Eric Voskuil edited this page Aug 16, 2017 · 43 revisions

As explained in Zero Sum Property, the only way to defeat external subsidy is to mine at a capital loss relative to market return on capital (opportunity cost). The only way to defeat tax, up to and including a 100% tax (prohibition), is to mine in secret. As with all black markets there is an increased cost to subversive mining. Competing against subsidized mining compounds the cost.

If one considers states a threat to hard currency one must assume that both tax and subsidy will be used to reduce the cost of achieving control over Bitcoin. In order to enjoy the benefits of a hard currency, people will ultimately have to mine at a loss. However states will need to incur the same cost in order to continue to extract that penalty, either through subsidy or tax enforcement. This is the lever that Bitcoin provides to people for defense against market aggression, a tool to nullify seigniorage.
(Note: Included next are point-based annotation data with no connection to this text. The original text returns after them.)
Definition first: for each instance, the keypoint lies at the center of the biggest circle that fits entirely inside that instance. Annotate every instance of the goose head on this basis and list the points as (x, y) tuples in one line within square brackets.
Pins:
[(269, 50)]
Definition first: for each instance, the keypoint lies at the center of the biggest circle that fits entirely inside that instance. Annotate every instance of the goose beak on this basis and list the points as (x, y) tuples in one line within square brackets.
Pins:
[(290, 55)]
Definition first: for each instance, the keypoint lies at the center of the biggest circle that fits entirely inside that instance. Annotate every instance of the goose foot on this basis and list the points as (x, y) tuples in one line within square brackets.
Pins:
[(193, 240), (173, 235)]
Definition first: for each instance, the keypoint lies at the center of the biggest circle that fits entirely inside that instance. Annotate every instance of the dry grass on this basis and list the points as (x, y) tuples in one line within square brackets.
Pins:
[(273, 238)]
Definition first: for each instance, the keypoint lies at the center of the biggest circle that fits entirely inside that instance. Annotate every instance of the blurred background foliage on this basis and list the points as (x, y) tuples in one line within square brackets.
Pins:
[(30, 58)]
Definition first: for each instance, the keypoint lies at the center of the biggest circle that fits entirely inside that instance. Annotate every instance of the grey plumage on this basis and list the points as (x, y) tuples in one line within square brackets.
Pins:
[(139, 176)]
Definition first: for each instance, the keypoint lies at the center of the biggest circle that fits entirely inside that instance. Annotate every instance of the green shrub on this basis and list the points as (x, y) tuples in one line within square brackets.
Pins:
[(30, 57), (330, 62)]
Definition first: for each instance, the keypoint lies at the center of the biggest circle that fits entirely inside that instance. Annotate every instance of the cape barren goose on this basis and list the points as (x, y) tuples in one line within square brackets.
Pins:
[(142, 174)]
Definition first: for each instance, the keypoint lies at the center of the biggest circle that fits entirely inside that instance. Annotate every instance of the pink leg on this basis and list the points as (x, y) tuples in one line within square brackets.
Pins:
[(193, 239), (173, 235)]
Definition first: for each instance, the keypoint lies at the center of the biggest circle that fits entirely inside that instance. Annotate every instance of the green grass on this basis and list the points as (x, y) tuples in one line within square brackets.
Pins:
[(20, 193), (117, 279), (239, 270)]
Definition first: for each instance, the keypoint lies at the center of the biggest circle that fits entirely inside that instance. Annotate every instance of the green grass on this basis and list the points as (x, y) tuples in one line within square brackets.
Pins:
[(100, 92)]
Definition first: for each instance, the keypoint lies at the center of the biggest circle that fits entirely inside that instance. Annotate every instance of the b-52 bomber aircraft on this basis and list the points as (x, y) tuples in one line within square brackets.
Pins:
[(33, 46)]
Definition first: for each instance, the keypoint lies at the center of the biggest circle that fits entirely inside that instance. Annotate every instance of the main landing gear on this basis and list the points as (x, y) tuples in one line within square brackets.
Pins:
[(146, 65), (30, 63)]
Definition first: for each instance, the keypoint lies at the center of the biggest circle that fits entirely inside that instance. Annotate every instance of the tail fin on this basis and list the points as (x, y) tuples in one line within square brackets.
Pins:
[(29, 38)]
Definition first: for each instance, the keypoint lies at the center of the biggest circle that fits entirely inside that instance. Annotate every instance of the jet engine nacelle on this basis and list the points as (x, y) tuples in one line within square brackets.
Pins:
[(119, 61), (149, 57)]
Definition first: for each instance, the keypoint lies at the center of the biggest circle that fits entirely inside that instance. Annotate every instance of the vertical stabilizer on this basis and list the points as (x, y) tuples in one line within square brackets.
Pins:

Paradoxically, this tool works well when money is under attack and poorly otherwise. If there was no internal pooling-pressure these cases would be balanced. But risk distribution is essential to subversive mining, and pooling pressure works against distribution. So there is ever-expanding attack surface (e.g. China) with no pressure to contract unless effective monetary alternatives are suppressed (e.g. Venezuela). The suppression of alternatives raises reward utility to the miner lacking alternatives.

The expected consequence of this design is that Bitcoin will not be well prepared for attacks because it is financially disadvantageous for people in a low threat environment.